Three prominent Blizzard employees have been let go from the company, as first reported by Kotaku, marking the latest departures from the studio following a major sexual harassment lawsuit brought by the state of California. Diablo 4 game director Luis Barriga, lead designer Jesse McCree, and World of Warcraft designer Jonathan LeCraft are not employed at Blizzard anymore, according to Kotaku. Activision Blizzard confirmed the departures in a statement to The Verge after we published this story, but declined to comment on whether or not Barriga, McCree, and LeCraft were fired.
“We have a deep, talented roster of developers already in place and new leaders have been assigned where appropriate,” a Blizzard spokesperson said. “We are confident in our ability to continue progress, deliver amazing experiences to our players, and move forward to ensure a safe, productive work environment for all.”
Activision Blizzard has not shared why they are no longer at the company, according to a Kotaku source. McCree appears to be one of the people photographed inside Blizzard’s so-called “Cosby Suite,” in a screenshot obtained by Kotaku, and appeared to participate in the “BlizzCon Cosby Crew” chat.

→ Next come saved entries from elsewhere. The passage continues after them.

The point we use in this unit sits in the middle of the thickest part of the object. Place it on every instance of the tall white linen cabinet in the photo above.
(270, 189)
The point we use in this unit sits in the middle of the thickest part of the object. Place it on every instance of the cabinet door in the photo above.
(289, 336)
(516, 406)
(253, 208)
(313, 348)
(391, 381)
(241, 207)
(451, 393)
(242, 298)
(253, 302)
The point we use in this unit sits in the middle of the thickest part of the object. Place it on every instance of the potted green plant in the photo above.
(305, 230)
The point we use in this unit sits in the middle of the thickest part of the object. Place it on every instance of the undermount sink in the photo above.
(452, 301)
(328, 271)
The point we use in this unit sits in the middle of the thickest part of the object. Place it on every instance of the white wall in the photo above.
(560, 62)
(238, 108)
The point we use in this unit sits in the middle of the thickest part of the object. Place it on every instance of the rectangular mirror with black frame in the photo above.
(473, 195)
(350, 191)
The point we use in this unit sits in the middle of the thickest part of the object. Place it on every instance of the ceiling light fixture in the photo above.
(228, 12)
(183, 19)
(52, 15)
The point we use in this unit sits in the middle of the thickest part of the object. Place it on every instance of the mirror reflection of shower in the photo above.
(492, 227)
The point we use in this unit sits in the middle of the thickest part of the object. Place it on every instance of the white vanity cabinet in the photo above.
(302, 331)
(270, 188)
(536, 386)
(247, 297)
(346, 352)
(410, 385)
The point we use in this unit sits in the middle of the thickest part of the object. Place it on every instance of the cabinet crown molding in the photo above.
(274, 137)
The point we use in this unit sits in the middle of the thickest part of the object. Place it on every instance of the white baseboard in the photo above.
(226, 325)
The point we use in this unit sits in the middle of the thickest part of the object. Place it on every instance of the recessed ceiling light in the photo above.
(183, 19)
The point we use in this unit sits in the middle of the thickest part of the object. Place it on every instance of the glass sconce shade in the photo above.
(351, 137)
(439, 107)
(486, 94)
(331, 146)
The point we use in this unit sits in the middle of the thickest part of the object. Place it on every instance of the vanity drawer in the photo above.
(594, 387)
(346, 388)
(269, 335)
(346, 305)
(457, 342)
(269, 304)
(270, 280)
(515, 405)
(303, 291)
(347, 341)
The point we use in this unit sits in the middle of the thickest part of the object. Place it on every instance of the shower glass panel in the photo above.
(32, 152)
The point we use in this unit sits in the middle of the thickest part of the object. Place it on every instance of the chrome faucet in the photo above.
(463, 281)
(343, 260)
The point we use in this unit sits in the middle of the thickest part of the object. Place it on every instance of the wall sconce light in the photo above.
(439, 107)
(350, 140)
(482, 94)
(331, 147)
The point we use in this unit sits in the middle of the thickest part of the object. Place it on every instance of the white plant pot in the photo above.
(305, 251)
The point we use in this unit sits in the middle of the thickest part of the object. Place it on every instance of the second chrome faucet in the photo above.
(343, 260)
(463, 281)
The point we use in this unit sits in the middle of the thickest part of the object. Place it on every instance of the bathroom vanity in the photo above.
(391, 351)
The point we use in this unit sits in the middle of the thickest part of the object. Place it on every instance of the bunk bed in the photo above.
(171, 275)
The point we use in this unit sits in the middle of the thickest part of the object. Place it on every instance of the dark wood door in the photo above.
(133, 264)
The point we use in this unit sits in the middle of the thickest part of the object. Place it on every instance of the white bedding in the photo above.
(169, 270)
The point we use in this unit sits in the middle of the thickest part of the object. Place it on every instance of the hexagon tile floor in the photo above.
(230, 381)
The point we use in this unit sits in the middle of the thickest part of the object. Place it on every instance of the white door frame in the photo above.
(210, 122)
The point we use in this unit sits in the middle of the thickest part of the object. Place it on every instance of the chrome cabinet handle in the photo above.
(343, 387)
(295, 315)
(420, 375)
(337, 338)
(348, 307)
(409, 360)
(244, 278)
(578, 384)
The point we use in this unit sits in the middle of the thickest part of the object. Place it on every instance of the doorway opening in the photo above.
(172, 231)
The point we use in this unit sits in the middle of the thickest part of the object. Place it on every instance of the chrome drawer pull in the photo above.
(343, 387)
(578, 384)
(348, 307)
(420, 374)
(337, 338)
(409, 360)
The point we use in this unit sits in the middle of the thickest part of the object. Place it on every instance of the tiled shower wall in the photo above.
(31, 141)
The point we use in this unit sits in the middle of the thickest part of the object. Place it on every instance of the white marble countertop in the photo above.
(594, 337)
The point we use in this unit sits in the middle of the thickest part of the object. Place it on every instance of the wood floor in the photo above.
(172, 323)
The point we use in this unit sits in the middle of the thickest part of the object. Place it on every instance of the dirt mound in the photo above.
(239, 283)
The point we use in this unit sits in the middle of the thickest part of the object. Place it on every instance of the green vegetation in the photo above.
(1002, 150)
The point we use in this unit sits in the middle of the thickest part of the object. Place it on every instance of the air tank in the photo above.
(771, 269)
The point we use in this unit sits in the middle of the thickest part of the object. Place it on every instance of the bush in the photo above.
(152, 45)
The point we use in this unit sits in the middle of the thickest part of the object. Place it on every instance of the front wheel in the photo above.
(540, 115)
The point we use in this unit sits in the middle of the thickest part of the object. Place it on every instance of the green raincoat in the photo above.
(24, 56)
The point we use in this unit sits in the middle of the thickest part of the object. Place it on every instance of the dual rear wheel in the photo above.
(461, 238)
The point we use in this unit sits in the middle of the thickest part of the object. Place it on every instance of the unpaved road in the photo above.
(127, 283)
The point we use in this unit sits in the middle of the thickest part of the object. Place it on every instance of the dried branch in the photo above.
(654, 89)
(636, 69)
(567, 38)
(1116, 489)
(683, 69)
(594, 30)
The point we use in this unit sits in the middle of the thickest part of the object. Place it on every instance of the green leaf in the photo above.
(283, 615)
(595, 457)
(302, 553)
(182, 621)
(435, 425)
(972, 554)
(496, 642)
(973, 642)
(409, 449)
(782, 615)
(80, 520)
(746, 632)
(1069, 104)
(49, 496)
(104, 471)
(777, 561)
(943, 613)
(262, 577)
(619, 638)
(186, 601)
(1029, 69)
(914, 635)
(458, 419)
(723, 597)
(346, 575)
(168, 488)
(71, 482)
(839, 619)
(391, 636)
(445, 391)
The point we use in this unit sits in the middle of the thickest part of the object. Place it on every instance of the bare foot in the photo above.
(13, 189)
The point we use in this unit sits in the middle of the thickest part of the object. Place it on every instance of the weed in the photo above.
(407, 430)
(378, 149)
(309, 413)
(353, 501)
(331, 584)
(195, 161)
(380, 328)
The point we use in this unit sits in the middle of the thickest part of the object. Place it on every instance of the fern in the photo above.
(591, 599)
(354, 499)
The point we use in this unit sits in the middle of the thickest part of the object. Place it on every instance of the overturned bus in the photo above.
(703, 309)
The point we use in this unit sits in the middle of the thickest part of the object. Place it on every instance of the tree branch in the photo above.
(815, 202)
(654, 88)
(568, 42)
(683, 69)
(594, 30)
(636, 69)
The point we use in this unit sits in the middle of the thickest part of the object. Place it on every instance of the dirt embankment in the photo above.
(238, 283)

McCree is also the inspiration for the name of the McCree character in Overwatch; Michael Chu, the game’s former lead writer, revealed in 2017 that the real-life McCree had to “sign over his name” to the Overwatch team because they liked it for the gunslinging character more than many other ideas. (Some Overwatch League casters have avoided saying McCree’s name on air.) LeCraft was also pictured in the Cosby Suite, according to Kotaku’s new story.
We asked if Blizzard plans to change McCree’s name in Overwatch, and the company said it’s checking into it. It’s possible the company might do so: days after the lawsuit hit, Blizzard’s World of Warcraft team promised to remove “references that are not appropriate for our world,” and has reportedly already removed a variety of WoW in-game references to Alex Afrasiabi.
Afrasiabi was a former World of Warcraft senior creative director who was singled out in the lawsuit for his behavior, and Blizzard told Kotaku that it fired Afrasiabi for “his misconduct in his treatment of other employees.” He appears to have worked for the company until June 2020.
The departures of Barriga, McCree, and LeCraft follow the ones by former Blizzard president J. Allen Brack, who was named in the lawsuit, and former SVP of HR Jesse Meschuk. Employees walked out in late July to protest the company’s response to the lawsuit, and a shareholder released a letter on Tuesday saying the company’s response doesn’t “go nearly far enough.”
Update August 11th, 7:35PM ET: Added statement from Blizzard and relevant context about another fired Blizzard executive.